Zhanghuang Chenghao, Wang Jinkui, Yao Zhigang, Li Li, Xie Yucheng, Tang Haoyu, Zhang Kun, Wu Chengchuang, Yang Zhen, Yan Bing
Department of Urology, Kunming Children's Hospital (Children's Hospital Affiliated to Kunming Medical University), Kunming, China.
Department of Urology, Chongqing Key Laboratory of Children Urogenital Development and Tissue Engineering, Chongqing Key Laboratory of Pediatrics, Ministry of Education Key Laboratory of Child Development and Disorders, National Clinical Research Center for Child Health and Disorders, China International Science and Technology Cooperation Base of Child Development and Critical Disorders, Children's Hospital of Chongqing Medical University, Chongqing, China.
Front Public Health. 2022 Apr 4;10:874427. doi: 10.3389/fpubh.2022.874427. eCollection 2022.
Papillary renal cell carcinoma (pRCC) is the second most common type of renal cell carcinoma and an important disease affecting older patients. We aimed to establish a nomogram to predict cancer-specific survival (CSS) in elderly patients with pRCC.

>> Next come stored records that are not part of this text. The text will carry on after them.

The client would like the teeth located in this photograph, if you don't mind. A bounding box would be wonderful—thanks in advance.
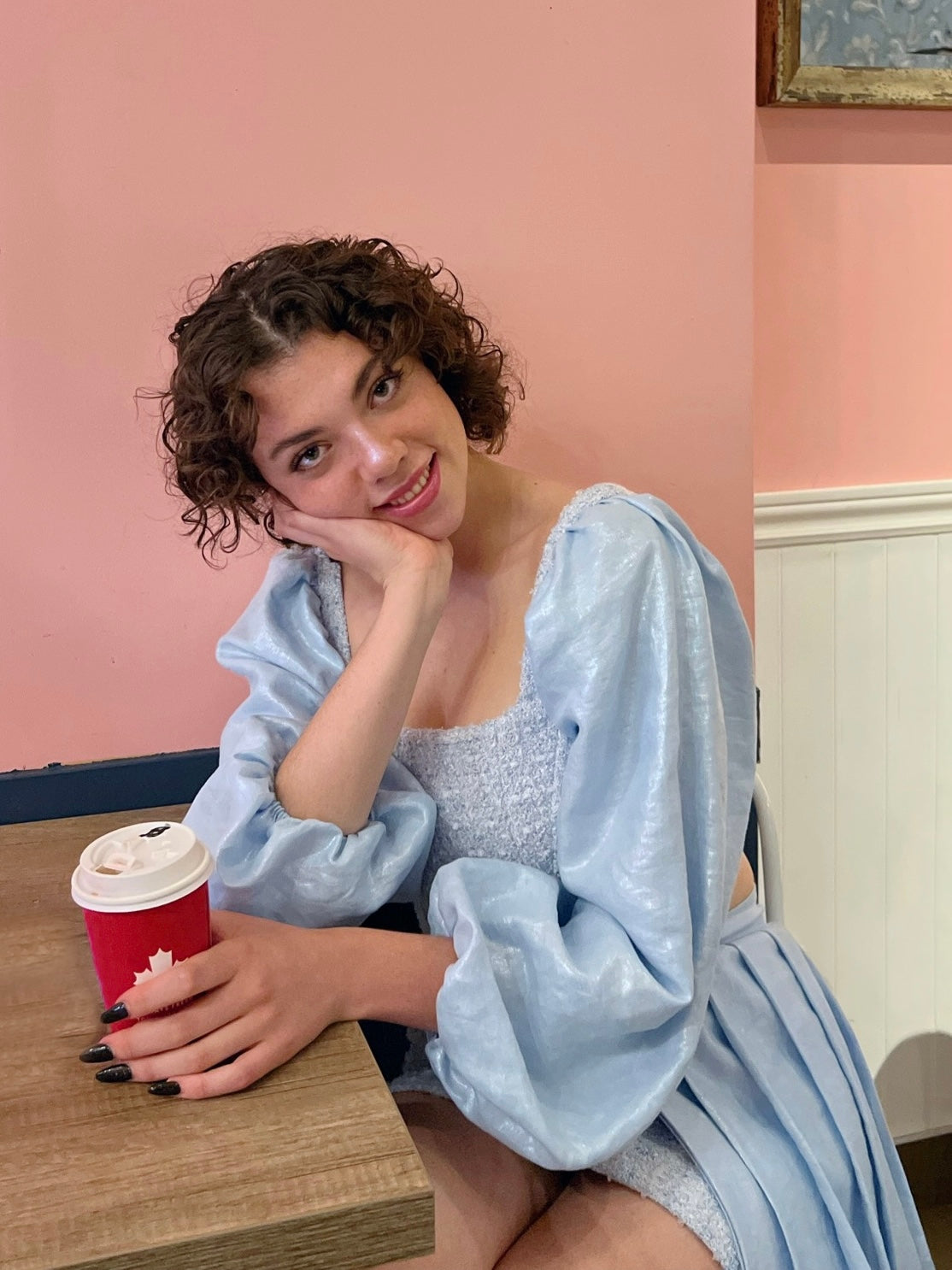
[390,458,432,507]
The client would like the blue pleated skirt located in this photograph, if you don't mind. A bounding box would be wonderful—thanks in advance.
[664,898,934,1270]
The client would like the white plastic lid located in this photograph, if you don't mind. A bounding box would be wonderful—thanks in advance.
[73,820,214,913]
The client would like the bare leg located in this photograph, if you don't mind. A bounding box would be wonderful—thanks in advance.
[497,1173,717,1270]
[370,1093,566,1270]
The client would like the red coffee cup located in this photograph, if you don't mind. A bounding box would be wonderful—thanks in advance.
[73,820,214,1032]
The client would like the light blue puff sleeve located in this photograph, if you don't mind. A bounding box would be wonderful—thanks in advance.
[426,486,755,1170]
[185,551,435,926]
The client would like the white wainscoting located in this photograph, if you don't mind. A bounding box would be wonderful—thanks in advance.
[755,481,952,1140]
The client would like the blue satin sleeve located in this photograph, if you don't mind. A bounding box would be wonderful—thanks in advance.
[426,496,755,1170]
[185,551,435,927]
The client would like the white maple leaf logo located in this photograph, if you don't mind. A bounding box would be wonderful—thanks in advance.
[133,949,179,987]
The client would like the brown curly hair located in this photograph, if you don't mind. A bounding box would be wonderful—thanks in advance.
[155,238,523,559]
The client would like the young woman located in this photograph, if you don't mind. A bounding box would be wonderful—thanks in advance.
[81,238,931,1270]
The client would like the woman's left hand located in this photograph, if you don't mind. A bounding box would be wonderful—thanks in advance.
[84,910,344,1098]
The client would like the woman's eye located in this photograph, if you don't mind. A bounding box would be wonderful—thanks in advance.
[291,446,325,473]
[371,371,403,403]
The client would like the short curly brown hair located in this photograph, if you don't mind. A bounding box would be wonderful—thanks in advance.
[156,238,521,559]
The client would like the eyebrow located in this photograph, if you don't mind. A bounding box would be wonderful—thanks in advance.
[267,353,381,462]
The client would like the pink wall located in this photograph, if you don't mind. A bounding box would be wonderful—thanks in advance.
[0,0,754,768]
[754,108,952,491]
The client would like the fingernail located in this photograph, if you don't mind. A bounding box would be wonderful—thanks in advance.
[80,1045,115,1063]
[97,1063,132,1085]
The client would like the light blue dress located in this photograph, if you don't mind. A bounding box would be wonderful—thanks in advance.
[188,485,931,1270]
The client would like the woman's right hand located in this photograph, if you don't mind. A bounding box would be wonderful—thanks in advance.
[272,493,453,606]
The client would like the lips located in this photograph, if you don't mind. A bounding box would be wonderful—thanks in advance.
[377,454,440,520]
[379,456,432,510]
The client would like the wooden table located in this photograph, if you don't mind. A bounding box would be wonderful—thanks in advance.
[0,808,432,1270]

Patient information was downloaded from the Surveillance, Epidemiology, and End Results (SEER) project, and we included all elderly patients with pRCC from 2004 to 2018. All patients were randomly divided into a training cohort and a validation cohort. Univariate and multivariate Cox proportional risk regression models were used to identify patient independent risk factors. We constructed a nomogram based on a multivariate Cox regression model to predict CSS for 1-, 3-, and 5- years in elderly patients with pRCC. A series of validation methods were used to validate the accuracy and reliability of the model, including consistency index (C-index), calibration curve, and area under the Subject operating curve (AUC).
A total of 13,105 elderly patients with pRCC were enrolled. Univariate and multivariate Cox regression analysis suggested that age, tumor size, histological grade, TNM stage, surgery, radiotherapy and chemotherapy were independent risk factors for survival. We constructed a nomogram to predict patients' CSS. The training and validation cohort's C-index were 0.853 (95%CI: 0.859-0.847) and 0.855 (95%CI: 0.865-0.845), respectively, suggesting that the model had good discrimination ability. The AUC showed the same results. The calibration curve also indicates that the model has good accuracy.
In this study, we constructed a nomogram to predict the CSS of elderly pRCC patients, which has good accuracy and reliability and can help doctors and patients make clinical decisions.
乳头状肾细胞癌(pRCC)是肾细胞癌的第二常见类型,是一种影响老年患者的重要疾病。我们旨在建立一种列线图,以预测老年pRCC患者的癌症特异性生存率(CSS)。
从监测、流行病学和最终结果(SEER)项目下载患者信息,纳入2004年至2018年所有老年pRCC患者。所有患者随机分为训练队列和验证队列。采用单因素和多因素Cox比例风险回归模型确定患者独立危险因素。我们基于多因素Cox回归模型构建列线图,以预测老年pRCC患者1年、3年和5年的CSS。采用一系列验证方法验证模型的准确性和可靠性,包括一致性指数(C指数)、校准曲线和受试者工作特征曲线下面积(AUC)。
共纳入13105例老年pRCC患者。单因素和多因素Cox回归分析表明,年龄、肿瘤大小、组织学分级、TNM分期、手术、放疗和化疗是生存的独立危险因素。我们构建了一个列线图来预测患者的CSS。训练队列和验证队列的C指数分别为0.853(95%CI:0.859 - 0.847)和0.855(95%CI:0.865 - 0.845),表明该模型具有良好的区分能力。AUC显示了相同的结果。校准曲线也表明该模型具有良好的准确性。
在本研究中,我们构建了一种列线图来预测老年pRCC患者的CSS,其具有良好的准确性和可靠性,可帮助医生和患者做出临床决策。